NBSP supposed to stretch, right?

Shriramana Sharma via Unicode unicode at unicode.org
Mon Dec 16 18:50:39 CST 2019


Hello. I've just tested LibreOffice, Google Docs and MS Office on
Linux, Android and Windows, and it seems that NBSP doesn't get
stretched like the normal space character when justified alignment
requires it.

Let me explain. I'm creating a document with the following text
typeset in 12 pt Lohit Tamil with justified alignment on an A5 page
with 0.5" margin all around:

ஶ்ரீமத் மஹாபாரதம் என்பது நமது தேசத்தின் பெரும் இதிஹாஸமாகும். இதனை
இயற்றியவர் ஶ்ரீ வேத வ்யாஸர். அவரால் அனுக்ரஹிக்கப்பட்டவையான நூல்கள் பல.
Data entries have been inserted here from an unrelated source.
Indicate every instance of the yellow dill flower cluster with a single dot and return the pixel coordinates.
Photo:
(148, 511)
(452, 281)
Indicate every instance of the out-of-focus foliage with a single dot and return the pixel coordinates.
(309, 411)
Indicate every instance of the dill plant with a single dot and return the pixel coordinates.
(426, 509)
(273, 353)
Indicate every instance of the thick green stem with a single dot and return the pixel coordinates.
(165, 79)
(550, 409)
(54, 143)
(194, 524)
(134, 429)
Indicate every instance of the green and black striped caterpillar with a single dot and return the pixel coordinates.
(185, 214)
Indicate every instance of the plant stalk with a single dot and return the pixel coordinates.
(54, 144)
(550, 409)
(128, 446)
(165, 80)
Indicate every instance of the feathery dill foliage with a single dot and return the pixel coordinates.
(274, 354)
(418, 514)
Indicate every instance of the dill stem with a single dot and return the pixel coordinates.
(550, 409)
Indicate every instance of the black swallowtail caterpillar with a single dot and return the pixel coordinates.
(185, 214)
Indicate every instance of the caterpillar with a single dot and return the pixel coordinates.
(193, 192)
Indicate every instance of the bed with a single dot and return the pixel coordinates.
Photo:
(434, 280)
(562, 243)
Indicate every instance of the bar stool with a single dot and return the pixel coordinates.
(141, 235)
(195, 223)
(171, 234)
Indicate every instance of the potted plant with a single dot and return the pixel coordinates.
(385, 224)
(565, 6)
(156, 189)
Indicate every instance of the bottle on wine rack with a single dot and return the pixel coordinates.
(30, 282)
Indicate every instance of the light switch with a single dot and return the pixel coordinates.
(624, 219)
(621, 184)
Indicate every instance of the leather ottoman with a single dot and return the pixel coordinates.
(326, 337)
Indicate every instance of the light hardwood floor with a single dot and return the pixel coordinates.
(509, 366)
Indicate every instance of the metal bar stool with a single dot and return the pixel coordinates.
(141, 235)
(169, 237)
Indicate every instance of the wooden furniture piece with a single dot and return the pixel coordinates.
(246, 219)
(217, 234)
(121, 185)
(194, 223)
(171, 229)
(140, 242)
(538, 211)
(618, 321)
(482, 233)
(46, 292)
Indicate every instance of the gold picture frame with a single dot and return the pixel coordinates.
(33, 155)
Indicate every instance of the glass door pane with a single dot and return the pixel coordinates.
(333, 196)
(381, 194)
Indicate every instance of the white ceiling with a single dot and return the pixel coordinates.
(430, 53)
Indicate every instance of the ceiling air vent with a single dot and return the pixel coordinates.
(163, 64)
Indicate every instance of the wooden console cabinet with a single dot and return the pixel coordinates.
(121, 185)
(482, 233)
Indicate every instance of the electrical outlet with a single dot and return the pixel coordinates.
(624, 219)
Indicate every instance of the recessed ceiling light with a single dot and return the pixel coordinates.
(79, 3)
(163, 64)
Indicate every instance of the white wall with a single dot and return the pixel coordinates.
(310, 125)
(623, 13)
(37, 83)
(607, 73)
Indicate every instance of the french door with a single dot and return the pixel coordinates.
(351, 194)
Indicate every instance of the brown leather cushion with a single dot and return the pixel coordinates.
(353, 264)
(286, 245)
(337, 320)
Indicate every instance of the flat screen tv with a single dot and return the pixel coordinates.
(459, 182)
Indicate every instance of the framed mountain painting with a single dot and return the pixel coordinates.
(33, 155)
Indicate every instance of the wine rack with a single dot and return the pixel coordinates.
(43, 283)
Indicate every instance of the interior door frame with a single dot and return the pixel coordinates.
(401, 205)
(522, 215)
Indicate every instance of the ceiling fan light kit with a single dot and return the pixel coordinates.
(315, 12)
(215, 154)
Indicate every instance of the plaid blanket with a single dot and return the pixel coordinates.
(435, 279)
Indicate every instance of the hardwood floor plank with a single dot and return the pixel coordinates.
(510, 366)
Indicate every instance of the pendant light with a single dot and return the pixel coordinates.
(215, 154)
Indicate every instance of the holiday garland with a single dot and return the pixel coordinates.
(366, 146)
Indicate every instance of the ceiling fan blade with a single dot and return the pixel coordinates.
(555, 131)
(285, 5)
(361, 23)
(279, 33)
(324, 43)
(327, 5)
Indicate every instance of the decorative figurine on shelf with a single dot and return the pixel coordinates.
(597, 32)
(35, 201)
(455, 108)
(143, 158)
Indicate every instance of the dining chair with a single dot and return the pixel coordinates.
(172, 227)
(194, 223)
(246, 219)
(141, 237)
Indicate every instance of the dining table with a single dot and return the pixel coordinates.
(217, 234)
The screenshot https://sites.google.com/site/jamadagni/files/temp/nbsp-not-expanding.png
may be useful to illustrate the situation. Readers may try such
similar sentences in any software/platform of their choice and report
as to what happens.

Here the problem arises with the phrase ஶ்ரீ வேத வ்யாஸர். The word
ஶ்ரீ is a honorific applying to the following name of the sage வேத
வ்யாஸர், so it would seem unsightly to the reader if it goes to the
previous line, so I insert an NBSP between it and the name. (Isn't
there such a stylistic convention in English where Mr doesn't stand at
the end of a line? I don't know.)

However, the phrase is shortly followed by a long word
அனுக்ரஹிக்கப்பட்டவையான, which is too long to fit on the same line and
hence goes to the next line, thereby increasing the inter-word spacing
on its previous line significantly. But the NBSP after the honorific
doesn't stretch, making the word layout unsightly.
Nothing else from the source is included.